The violations of fundamental human rights that occur daily in Hungary appear to be effective and numerous. In July of this year, among the most important violation there is that of the government's opposition, which occupied the main squares to counter the almost total deprivation of one of the rights, which is the first to be lacking in countries where democracy leads to a regime, freedom of the press.

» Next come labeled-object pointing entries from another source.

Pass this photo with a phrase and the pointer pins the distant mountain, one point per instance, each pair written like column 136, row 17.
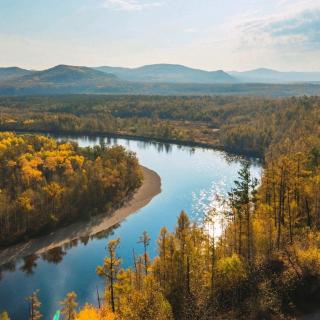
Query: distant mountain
column 65, row 79
column 168, row 73
column 273, row 76
column 13, row 73
column 59, row 79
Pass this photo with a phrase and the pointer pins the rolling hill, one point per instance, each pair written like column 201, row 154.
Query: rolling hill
column 13, row 73
column 56, row 80
column 168, row 73
column 64, row 79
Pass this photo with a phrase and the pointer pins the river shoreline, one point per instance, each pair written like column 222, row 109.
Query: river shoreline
column 150, row 188
column 187, row 143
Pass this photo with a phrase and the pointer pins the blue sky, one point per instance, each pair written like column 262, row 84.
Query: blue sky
column 208, row 34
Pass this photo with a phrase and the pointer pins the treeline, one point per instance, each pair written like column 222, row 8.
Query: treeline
column 241, row 124
column 45, row 183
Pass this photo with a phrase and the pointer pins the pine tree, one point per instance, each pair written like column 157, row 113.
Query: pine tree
column 34, row 306
column 110, row 269
column 145, row 240
column 69, row 305
column 4, row 316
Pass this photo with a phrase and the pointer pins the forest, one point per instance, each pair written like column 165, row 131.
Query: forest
column 239, row 124
column 265, row 265
column 45, row 183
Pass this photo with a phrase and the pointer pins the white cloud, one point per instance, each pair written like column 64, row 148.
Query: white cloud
column 297, row 28
column 131, row 5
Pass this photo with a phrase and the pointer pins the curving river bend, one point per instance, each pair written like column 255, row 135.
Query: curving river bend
column 191, row 178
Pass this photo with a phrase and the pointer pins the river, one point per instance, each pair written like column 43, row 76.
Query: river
column 191, row 178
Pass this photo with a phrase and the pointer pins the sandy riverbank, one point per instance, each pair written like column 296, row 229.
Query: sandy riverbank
column 150, row 188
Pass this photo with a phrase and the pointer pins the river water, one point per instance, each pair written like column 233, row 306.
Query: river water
column 191, row 179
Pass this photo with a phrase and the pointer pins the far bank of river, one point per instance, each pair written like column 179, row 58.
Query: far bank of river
column 191, row 179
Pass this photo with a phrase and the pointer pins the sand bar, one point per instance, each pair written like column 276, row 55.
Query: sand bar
column 150, row 188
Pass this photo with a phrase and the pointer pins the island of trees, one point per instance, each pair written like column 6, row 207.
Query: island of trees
column 45, row 183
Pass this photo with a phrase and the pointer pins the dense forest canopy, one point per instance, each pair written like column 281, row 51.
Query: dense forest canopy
column 45, row 183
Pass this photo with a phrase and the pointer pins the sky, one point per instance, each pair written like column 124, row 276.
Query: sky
column 232, row 35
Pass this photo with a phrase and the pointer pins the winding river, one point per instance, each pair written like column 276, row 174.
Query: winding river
column 191, row 178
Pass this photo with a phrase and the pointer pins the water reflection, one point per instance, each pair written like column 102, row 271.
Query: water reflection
column 28, row 264
column 191, row 179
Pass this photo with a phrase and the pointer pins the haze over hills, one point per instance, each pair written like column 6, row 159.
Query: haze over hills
column 169, row 73
column 13, row 73
column 161, row 79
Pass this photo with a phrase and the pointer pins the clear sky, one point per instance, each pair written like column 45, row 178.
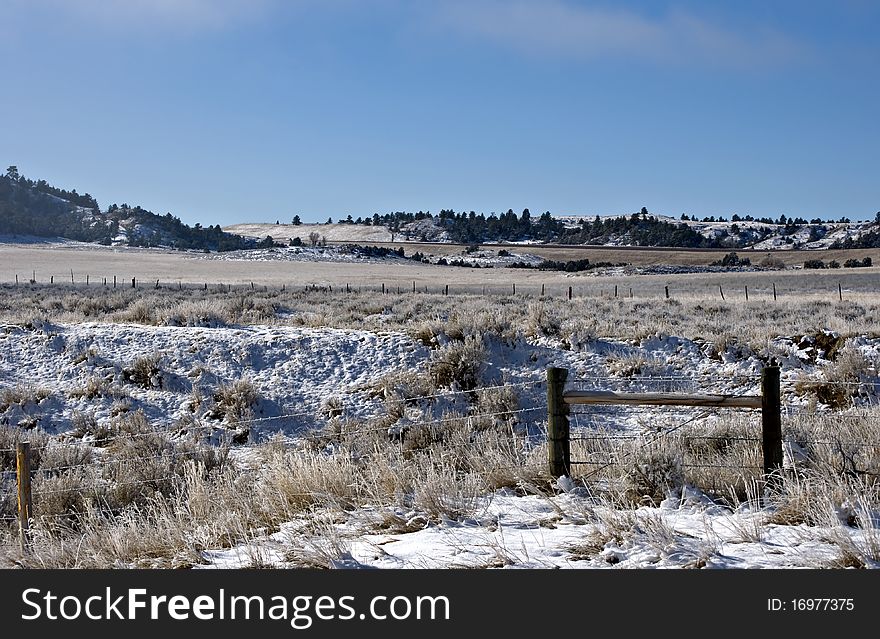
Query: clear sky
column 226, row 111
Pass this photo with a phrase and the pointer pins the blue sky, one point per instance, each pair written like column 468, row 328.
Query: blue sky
column 225, row 111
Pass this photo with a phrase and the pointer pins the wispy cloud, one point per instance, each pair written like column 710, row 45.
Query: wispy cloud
column 556, row 27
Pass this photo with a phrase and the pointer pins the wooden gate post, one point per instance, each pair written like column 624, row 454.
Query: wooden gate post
column 771, row 421
column 558, row 443
column 23, row 471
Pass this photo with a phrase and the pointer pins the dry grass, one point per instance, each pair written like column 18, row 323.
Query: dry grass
column 119, row 492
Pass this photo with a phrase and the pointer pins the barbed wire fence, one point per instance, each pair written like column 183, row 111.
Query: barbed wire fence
column 607, row 441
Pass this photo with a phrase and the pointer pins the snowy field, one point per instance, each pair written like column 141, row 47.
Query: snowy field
column 408, row 431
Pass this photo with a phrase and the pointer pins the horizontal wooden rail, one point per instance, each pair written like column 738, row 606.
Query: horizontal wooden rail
column 661, row 399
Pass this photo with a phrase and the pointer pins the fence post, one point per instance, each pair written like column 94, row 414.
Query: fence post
column 23, row 469
column 558, row 443
column 771, row 421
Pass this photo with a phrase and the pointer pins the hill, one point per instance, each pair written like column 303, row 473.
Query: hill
column 36, row 208
column 635, row 230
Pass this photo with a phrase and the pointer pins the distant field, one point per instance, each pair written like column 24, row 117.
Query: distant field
column 636, row 256
column 172, row 268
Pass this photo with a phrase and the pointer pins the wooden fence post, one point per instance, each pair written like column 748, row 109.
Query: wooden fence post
column 771, row 421
column 25, row 509
column 558, row 443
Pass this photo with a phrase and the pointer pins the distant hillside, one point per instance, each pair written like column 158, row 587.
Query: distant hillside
column 29, row 207
column 638, row 229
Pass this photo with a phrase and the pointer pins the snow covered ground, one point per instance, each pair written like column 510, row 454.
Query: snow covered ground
column 295, row 369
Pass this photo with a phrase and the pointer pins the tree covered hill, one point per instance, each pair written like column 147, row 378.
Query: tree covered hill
column 29, row 207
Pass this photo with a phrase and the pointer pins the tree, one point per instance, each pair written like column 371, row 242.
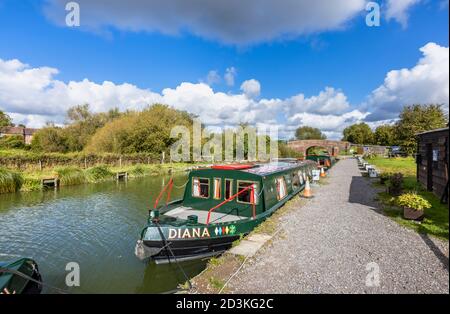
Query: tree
column 82, row 125
column 49, row 139
column 145, row 131
column 359, row 133
column 415, row 119
column 5, row 120
column 309, row 133
column 385, row 135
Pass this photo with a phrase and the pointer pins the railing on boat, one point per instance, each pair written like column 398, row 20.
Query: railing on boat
column 168, row 186
column 252, row 201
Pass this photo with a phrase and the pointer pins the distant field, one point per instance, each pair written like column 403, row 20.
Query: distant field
column 406, row 165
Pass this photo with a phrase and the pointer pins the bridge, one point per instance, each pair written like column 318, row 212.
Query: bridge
column 333, row 147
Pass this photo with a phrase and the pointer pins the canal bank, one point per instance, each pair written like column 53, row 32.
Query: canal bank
column 335, row 243
column 221, row 270
column 12, row 181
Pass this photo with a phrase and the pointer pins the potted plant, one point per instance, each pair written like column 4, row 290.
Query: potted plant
column 395, row 184
column 413, row 205
column 384, row 176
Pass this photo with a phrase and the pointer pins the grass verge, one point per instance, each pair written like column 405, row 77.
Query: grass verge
column 435, row 222
column 10, row 181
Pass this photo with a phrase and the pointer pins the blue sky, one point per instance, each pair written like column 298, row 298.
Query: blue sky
column 346, row 55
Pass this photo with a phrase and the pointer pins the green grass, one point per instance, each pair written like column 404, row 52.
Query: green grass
column 405, row 165
column 216, row 283
column 10, row 181
column 435, row 222
column 70, row 175
column 98, row 174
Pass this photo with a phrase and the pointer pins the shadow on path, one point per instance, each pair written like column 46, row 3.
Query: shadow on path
column 361, row 192
column 435, row 249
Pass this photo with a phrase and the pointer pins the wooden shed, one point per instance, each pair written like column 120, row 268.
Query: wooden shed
column 432, row 161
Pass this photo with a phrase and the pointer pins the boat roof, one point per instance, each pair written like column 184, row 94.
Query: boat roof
column 258, row 169
column 272, row 167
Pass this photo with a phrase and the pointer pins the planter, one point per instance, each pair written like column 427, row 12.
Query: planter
column 413, row 214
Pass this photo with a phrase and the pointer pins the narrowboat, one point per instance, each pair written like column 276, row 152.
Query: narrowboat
column 220, row 204
column 323, row 160
column 20, row 277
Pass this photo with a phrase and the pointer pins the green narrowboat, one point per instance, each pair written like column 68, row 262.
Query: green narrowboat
column 220, row 204
column 323, row 160
column 20, row 277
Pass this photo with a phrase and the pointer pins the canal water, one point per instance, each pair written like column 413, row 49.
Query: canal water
column 96, row 226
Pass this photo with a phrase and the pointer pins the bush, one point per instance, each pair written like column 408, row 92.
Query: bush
column 13, row 141
column 145, row 131
column 137, row 171
column 384, row 177
column 10, row 181
column 414, row 201
column 70, row 175
column 396, row 184
column 98, row 173
column 49, row 139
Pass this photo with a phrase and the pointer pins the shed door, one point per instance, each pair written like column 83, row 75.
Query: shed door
column 430, row 167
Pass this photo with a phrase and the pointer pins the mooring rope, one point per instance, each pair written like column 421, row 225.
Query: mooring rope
column 18, row 273
column 168, row 248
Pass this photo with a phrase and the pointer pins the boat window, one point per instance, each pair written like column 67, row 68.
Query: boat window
column 281, row 188
column 228, row 188
column 295, row 181
column 301, row 176
column 200, row 187
column 217, row 188
column 248, row 196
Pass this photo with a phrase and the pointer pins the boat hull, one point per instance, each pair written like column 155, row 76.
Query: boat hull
column 182, row 250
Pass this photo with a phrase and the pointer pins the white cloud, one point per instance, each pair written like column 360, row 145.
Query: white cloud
column 329, row 122
column 232, row 21
column 230, row 74
column 328, row 101
column 213, row 77
column 251, row 88
column 34, row 96
column 398, row 10
column 426, row 82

In Hungary, 90% of the media is said to be controlled by the government, and openly pro-Orban, numerous newspapers have been bought by men close to the president.This is the case of Index, an independent online newspaper, Miklos Vaszily, an entrepreneur close to Orban, has acquired 50% of the shares of a company that controls the advertising and revenue of the newspaper in question.

Veronika Munk, deputy editor-in-chief of Index, said in an interview for La Repubblica: "It has really gotten worse in the last ten years (since Orbán came to power). Many publishing companies have changed ownership and now have strong ties to the government. Many pro-government foundations control the major newspapers, major TV stations, many radio stations. Index was the leading online newspaper, read by everyone, offering 24-hour news, video, live. A successful multimedia platform. In the last few weeks, after the director's dismissal, I have perceived external influences on the news bill at various meetings. Unacceptable. The independence of information in the way we see it is indispensable".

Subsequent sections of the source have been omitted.